Public opinion polls show that blacks have much less faith in the criminal justice system than whites (see Ruddell 2004). As the justice system serves as the controlling arm of government, these unfavorable perceptions can spill over and fuel anger and resentment toward society itself. Crime can also increase, as people who believe the justice system is unfair are less likely to abide by the law (Tyler 1990).Clear and Rose (2003) highlight that one’s relationship to an incarcerated individual influences reactions to the justice system.

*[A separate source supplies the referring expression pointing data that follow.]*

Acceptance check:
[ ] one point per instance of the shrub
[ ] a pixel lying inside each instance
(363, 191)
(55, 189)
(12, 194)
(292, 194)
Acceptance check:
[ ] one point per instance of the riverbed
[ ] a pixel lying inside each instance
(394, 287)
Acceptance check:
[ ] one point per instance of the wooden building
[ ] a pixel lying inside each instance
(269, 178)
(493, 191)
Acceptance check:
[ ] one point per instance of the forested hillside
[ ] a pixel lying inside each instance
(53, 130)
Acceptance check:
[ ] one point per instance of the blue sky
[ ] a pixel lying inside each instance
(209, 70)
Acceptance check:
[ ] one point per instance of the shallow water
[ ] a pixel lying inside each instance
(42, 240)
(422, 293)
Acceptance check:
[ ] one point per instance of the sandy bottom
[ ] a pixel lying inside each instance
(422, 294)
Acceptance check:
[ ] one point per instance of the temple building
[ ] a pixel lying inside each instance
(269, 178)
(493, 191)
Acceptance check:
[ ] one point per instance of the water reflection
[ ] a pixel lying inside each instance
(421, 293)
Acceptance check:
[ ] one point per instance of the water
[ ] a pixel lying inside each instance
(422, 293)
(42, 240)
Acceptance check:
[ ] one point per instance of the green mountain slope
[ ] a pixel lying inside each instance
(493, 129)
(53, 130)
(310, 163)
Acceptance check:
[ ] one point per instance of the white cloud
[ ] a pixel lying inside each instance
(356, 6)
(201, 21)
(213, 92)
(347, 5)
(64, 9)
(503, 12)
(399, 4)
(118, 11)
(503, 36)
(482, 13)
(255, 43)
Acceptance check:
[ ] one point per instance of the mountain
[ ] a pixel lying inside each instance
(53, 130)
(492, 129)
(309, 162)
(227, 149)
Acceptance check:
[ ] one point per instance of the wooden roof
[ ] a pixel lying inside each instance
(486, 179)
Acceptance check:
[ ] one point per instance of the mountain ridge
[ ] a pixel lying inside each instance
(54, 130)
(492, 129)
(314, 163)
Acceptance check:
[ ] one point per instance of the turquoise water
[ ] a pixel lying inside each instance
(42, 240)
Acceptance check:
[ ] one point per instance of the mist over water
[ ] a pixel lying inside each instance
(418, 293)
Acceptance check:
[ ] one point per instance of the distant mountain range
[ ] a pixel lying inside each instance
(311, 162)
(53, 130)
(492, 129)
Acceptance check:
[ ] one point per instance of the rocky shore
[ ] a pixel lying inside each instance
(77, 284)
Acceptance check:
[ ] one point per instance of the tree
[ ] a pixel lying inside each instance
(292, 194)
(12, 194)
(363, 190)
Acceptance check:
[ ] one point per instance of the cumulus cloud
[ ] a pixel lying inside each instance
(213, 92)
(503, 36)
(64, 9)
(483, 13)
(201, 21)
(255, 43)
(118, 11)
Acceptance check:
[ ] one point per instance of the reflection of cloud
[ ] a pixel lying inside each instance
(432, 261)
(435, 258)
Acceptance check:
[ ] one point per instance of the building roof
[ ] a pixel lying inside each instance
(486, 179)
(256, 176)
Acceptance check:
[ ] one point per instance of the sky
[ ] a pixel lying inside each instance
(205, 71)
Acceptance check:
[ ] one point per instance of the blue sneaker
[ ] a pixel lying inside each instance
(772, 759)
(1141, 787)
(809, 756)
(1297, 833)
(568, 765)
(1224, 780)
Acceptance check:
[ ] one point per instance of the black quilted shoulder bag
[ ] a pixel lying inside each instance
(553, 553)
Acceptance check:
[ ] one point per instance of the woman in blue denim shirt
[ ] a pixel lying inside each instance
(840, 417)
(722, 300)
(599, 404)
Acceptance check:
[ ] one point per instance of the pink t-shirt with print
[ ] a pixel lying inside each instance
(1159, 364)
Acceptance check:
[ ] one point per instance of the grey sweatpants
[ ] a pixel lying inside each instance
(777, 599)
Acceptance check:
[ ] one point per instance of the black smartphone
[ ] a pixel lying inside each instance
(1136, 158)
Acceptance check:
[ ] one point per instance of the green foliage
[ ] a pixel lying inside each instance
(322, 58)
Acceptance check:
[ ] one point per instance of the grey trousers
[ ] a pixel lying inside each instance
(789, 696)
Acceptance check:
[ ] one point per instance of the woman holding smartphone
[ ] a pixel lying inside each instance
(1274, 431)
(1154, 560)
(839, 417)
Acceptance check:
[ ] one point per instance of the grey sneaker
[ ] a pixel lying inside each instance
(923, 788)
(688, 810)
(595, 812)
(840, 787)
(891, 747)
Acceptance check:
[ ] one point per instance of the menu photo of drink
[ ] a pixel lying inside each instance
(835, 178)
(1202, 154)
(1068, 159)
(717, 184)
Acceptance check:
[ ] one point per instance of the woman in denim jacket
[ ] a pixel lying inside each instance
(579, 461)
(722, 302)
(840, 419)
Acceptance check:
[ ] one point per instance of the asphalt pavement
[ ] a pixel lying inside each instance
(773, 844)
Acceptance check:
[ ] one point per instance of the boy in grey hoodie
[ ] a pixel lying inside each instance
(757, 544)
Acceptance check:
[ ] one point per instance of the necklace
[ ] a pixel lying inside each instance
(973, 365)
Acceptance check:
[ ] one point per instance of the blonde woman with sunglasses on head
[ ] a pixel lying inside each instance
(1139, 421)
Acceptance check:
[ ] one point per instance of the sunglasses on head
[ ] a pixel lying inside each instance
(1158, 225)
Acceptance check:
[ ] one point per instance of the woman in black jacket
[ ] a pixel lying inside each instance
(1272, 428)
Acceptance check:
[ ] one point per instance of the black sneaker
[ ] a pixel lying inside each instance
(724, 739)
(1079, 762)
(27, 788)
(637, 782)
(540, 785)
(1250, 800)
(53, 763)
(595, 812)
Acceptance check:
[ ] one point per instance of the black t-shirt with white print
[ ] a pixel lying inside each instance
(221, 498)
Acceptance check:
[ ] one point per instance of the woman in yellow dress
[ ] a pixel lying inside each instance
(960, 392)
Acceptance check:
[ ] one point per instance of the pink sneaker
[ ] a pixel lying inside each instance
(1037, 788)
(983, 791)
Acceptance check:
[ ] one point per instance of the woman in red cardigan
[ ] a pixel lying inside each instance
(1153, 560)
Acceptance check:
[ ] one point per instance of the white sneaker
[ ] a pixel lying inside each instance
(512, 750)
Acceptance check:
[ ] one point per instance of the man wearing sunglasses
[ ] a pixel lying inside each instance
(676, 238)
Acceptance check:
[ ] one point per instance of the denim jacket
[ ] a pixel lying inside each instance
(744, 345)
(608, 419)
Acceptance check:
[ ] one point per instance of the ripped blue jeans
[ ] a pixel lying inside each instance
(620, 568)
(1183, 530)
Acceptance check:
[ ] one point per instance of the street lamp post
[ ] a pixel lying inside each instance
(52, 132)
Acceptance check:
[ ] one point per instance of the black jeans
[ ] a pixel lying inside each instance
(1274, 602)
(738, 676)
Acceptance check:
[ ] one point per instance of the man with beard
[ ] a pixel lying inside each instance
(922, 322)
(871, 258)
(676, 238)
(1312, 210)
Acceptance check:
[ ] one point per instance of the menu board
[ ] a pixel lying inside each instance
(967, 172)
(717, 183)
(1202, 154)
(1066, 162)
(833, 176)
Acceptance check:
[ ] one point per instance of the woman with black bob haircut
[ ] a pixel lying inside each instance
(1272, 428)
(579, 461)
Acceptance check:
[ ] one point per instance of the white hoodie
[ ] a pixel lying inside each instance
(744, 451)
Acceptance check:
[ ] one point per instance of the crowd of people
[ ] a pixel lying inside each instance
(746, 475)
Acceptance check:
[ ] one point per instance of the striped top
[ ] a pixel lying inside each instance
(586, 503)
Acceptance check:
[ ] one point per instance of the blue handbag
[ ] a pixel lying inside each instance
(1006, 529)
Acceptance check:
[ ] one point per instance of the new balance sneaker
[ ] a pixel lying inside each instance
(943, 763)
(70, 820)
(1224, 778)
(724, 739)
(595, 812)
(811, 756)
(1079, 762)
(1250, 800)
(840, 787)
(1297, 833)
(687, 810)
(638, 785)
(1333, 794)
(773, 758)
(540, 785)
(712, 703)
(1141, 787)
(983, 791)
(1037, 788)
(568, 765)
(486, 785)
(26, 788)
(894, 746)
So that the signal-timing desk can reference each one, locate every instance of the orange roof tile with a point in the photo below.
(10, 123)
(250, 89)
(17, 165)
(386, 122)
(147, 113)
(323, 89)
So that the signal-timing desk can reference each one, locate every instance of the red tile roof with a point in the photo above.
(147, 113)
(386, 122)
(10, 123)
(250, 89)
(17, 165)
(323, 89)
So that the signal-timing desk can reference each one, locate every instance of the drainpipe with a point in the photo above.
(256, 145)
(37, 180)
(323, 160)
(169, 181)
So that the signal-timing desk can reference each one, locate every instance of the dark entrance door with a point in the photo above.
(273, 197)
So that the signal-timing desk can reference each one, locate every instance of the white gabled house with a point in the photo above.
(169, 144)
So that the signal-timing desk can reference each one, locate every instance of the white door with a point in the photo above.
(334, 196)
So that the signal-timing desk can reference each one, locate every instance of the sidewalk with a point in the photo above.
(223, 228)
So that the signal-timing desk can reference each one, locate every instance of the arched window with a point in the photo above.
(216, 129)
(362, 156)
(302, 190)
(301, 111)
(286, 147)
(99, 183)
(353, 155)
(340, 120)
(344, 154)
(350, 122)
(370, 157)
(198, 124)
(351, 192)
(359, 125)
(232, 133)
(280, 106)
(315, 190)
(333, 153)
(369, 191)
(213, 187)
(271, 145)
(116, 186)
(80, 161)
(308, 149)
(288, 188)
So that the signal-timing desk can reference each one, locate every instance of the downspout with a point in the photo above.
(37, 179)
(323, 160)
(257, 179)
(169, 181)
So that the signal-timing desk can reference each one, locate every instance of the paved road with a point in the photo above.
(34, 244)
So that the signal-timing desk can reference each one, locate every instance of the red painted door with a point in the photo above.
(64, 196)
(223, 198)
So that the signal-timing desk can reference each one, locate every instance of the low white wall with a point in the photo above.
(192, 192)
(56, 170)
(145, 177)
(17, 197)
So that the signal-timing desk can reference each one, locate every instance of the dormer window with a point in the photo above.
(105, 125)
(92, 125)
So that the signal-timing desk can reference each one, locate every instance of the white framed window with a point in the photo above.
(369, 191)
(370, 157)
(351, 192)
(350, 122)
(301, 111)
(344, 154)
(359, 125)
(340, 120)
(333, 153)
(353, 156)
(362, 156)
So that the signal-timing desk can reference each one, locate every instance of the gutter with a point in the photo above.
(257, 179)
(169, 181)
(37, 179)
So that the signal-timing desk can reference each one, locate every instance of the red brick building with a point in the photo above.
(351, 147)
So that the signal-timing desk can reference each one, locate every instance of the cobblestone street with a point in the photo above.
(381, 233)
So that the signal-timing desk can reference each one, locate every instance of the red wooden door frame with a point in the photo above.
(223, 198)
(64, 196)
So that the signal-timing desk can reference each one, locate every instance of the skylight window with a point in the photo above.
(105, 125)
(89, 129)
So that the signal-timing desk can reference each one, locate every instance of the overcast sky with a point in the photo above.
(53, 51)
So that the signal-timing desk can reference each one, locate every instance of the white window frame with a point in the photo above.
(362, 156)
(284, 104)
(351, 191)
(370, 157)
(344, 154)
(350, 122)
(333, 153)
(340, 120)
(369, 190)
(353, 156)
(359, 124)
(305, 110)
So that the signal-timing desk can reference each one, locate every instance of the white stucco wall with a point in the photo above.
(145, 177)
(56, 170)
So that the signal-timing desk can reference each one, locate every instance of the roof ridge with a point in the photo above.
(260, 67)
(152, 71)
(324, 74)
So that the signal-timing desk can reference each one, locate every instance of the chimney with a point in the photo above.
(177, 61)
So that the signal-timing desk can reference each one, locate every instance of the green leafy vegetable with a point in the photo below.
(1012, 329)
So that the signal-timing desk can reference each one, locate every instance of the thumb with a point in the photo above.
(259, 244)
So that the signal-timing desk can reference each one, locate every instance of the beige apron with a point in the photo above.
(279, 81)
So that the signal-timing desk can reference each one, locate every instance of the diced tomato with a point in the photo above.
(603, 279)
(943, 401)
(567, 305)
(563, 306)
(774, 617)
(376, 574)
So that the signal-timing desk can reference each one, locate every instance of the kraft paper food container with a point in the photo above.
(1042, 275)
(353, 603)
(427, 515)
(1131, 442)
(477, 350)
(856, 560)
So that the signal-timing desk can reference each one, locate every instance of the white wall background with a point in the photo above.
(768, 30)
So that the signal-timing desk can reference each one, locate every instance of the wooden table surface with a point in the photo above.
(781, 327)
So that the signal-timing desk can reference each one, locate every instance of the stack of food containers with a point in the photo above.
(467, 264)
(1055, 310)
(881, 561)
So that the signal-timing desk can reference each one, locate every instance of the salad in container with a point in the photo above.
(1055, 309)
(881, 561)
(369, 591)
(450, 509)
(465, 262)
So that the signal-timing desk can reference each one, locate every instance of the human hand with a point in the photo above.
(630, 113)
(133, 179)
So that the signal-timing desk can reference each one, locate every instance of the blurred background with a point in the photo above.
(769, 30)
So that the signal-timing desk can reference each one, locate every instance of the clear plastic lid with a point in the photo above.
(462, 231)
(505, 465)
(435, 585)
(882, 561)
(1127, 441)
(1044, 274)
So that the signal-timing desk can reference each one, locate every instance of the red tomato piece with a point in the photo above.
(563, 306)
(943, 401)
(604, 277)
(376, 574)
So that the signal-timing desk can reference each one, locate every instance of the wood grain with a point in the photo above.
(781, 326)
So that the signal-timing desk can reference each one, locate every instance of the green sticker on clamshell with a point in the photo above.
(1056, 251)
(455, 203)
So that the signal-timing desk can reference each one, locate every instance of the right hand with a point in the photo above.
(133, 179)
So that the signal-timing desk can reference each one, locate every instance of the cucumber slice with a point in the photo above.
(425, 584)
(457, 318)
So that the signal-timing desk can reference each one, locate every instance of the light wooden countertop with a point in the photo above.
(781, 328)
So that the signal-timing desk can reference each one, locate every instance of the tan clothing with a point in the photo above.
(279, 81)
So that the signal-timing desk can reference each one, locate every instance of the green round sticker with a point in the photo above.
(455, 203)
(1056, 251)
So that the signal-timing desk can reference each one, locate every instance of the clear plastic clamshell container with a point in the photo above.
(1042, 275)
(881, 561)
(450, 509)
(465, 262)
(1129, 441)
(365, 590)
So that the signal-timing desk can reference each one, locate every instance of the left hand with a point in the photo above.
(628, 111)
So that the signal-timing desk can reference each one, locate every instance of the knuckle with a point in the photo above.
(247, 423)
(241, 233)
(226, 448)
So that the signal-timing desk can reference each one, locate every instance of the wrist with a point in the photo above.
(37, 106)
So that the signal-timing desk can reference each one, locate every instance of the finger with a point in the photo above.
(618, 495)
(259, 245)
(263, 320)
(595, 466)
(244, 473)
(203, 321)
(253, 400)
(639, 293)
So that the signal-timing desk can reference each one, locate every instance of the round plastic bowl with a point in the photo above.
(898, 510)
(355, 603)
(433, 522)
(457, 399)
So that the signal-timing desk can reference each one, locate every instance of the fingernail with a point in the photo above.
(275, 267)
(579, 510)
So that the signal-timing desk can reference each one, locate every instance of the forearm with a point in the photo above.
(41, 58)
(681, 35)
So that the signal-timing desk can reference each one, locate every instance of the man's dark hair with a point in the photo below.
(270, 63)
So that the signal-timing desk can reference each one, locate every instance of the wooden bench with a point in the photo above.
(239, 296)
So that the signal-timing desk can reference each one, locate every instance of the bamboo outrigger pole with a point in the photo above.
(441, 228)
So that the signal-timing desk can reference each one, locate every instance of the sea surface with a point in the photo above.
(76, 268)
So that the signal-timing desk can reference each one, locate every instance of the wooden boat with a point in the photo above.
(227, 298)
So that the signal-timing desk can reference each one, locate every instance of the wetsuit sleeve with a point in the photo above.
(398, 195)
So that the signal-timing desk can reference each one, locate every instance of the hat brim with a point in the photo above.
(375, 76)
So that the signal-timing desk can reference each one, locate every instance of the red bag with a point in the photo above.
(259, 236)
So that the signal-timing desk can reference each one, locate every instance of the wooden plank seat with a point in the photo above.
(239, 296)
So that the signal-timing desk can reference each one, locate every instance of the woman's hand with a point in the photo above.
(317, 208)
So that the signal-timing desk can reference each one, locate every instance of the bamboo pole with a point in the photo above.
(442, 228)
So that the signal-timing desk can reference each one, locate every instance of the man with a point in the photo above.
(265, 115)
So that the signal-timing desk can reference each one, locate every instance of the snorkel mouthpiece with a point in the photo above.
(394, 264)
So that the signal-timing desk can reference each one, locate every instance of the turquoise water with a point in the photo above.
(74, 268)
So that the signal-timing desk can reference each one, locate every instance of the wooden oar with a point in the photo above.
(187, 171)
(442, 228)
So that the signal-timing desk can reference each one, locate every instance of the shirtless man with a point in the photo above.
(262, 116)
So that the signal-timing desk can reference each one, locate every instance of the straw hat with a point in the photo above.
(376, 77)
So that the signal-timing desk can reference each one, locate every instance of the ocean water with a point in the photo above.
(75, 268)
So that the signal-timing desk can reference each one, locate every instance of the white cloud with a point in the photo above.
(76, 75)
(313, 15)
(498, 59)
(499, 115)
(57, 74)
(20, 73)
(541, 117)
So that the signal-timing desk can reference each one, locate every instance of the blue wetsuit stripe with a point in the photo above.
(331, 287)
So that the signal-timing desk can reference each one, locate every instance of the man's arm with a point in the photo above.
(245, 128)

They write: Exposure to prison through a loved one or acquaintance . . . leads to more negative attitudes toward the justice system, because when faced with a conflict between agents of the state and close associates or family, people tend to take the side of the party with whom they are more intimate. They know that person’s history, and they can evaluate the person’s problem–even if it is a crime problem–with some sympathy.They may also tend to view the unsympathetic, bureaucratic actions of the law in negative terms.
(Clear & Rose 2003: 42) A second obstacle to the complete integration of blacks is that incarceration reduces opportunities for upward economic mobility. In American society economic success helps to define self-identify and social standing. Any social group that collectively faces economic barriers will naturally feel isolated from the mainstream. Western, Pettit, and Guetzkow (2002) point out that incarceration has aggregate-level effects on economic wellbeing in addition to individual-level impacts.
They note that a prison record reduces employment opportunities over an entire lifetime. This fact, along with blacks being incarcerated more than whites, means that the earnings gap between blacks and whites is widening. The implication here is that disproportional imprisonment has the potential to keep blacks confined to the lower class as a social group, not just as individuals. In addition, the stigma that gets attached to communities with high levels of incarceration can ripple out into the workforce. For example, employers sometimes refuse to hire blacks simply because blacks have become associated with prisons and crime.Blacks who witness such discrimination in the workforce may lose faith in the American Dream.
This could motivate many blacks to question— or entirely reject— the legitimacy of America’s promise as a land of equal opportunity and lead to a collective sense of apathy. All in all, discrimination in the incarceration of minorities clearly stands out as today’s most critical issue in the study of “ race, crime, and justice. ” Research has shown that a portion of the disparity between black and white incarceration rates can be attributed to differences in arrest rates.However, the research also indicates that a sizeable portion of this disparity could be a product of discriminatory treatment. As the criminal justice system is rooted in a philosophy of equality and justice for all, policymakers, practitioners, and academics must continue to closely monitor the potential for discrimination and vigorously search for its sources.
What is at stake are: (a) the credibility and efficiency of our justice system and (b) preventing the harmful consequences caused by discriminate incarceration on minority individuals, their communities, and social integration efforts.